Large transatlantic mergers have been rare — other examples include Lovells merging with Hogan & Hartson in 2010 and Norton Rose’s combination with Fulbright & Jaworski in 2013 — partly due to client conflicts and lack of partner buy-in. Allen & Overy itself weighed a merger with U.S. firm O’Melveny & Myers before talks fell through in 2019.
Mismatched expectations about compensation are another big obstacle. Large U.S. firms have historically boasted larger profits per partner than their UK counterparts, as well as more flexibility to pay their biggest rainmakers outsized rewards.
There is “no question” that other major UK-founded law firms would like to merge with a U.S. firm, given the size of the U.S. legal market, said Tony Williams, founder of UK legal management consultancy Jomati Consultants. But that has long been the case, he said, with no easy path forward.
In the case of Allen & Overy and Shearman & Sterling, “it’s an alignment of the stars,” Williams said.
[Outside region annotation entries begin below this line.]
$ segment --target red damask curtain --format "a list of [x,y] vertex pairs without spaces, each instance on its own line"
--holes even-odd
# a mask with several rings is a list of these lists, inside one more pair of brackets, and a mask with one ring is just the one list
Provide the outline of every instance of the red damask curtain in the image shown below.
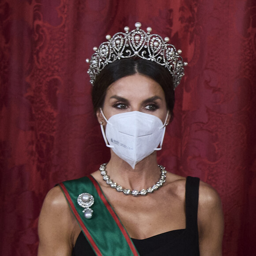
[[47,192],[108,161],[85,59],[139,21],[189,64],[159,162],[218,192],[224,255],[254,255],[256,2],[0,1],[0,254],[36,255]]

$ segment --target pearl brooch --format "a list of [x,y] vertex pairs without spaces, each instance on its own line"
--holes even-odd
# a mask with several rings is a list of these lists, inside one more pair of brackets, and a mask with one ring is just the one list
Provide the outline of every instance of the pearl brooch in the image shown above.
[[90,219],[92,217],[93,210],[90,207],[94,203],[94,198],[88,193],[80,194],[77,198],[77,203],[80,206],[84,208],[83,211],[86,218]]

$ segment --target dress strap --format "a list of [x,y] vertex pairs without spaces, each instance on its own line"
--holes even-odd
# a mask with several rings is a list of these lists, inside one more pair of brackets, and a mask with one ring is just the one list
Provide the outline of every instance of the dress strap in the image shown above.
[[199,196],[199,178],[188,176],[186,182],[186,226],[198,234],[197,213]]

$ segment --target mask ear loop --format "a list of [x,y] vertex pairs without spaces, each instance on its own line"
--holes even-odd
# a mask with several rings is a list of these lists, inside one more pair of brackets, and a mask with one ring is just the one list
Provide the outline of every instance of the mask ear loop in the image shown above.
[[167,121],[167,118],[168,117],[169,114],[169,110],[168,110],[167,112],[167,114],[166,115],[166,120],[165,120],[165,122],[164,122],[164,124],[163,124],[163,126],[162,127],[160,127],[160,128],[159,128],[159,130],[160,129],[163,129],[163,135],[162,136],[162,138],[161,139],[161,142],[160,143],[160,147],[156,147],[154,149],[154,150],[158,151],[159,150],[161,150],[162,149],[162,146],[163,142],[164,141],[164,138],[165,136],[165,134],[166,133],[166,122]]
[[[106,117],[105,117],[105,115],[103,114],[103,112],[102,112],[102,110],[101,108],[100,108],[100,110],[101,111],[101,113],[102,113],[102,114],[103,118],[104,118],[104,119],[107,122],[107,124],[108,124],[109,122],[108,122],[107,119],[106,118]],[[105,141],[105,143],[106,143],[106,146],[108,147],[113,148],[114,147],[113,146],[111,146],[111,145],[109,145],[109,142],[108,141],[108,140],[107,139],[107,137],[106,136],[106,135],[105,134],[105,131],[104,131],[104,128],[103,124],[100,124],[100,125],[101,125],[101,129],[102,130],[102,136],[103,136],[103,139],[104,139],[104,140]]]

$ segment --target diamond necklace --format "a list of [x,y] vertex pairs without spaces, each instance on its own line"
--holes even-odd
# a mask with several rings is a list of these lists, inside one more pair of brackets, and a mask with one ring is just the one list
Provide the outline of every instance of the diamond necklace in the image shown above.
[[165,167],[162,166],[158,165],[158,166],[160,167],[161,172],[160,177],[159,181],[152,187],[147,189],[142,189],[140,191],[139,190],[131,190],[128,189],[124,189],[121,186],[117,184],[116,182],[113,181],[110,178],[109,176],[108,175],[107,171],[106,171],[106,166],[107,163],[106,163],[102,164],[100,167],[100,171],[101,172],[102,176],[103,177],[103,180],[111,188],[115,188],[116,190],[118,192],[123,192],[124,195],[132,195],[133,196],[137,196],[139,195],[143,196],[147,196],[148,193],[153,193],[154,190],[158,189],[166,182],[166,174],[167,172],[165,169]]

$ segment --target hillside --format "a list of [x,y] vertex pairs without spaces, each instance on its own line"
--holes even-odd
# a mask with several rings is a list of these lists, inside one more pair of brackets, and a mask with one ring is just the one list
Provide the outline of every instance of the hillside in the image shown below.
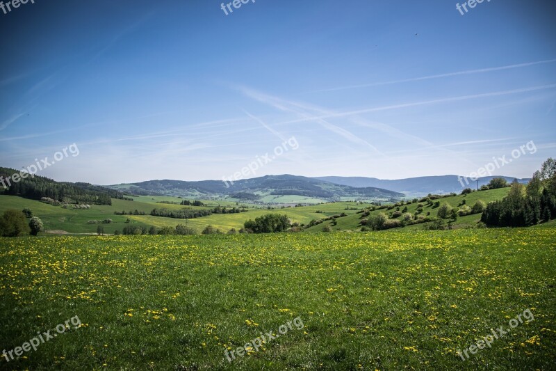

Allen & Overy has been aggressively growing in the United States for years but craved more scale and depth, especially in New York. With more than 270 U.S. lawyers already, the UK firm has a strong foothold to build on.
Shearman, meanwhile, used to be the “bluest of the blue chips,” said Bruce MacEwen of law firm consultancy Adam Smith Esq. The 150-year-old New York firm has more recently become a “tarnished brand,” he said.
Shearman and international firm Hogan Lovells abandoned merger talks in March. The firm has seen a series of partner-level departures since last fall and at least two rounds of layoffs affecting lawyers, staff members or both this year.
Leaders from both firms were unavailable for interviews on Monday.
The merger with Allen & Overy is not a done deal. It will require a vote and 75% approval from partners at both firms, the American Lawyer reported.
If it succeeds, other firms will have to contend with a new rival, but the calculus driving legal industry consolidation will be the same.
“The mere act of merging doesn’t change the market,” said David Barnard, a former Linklaters partner who now runs the consultancy Blaqwell Inc.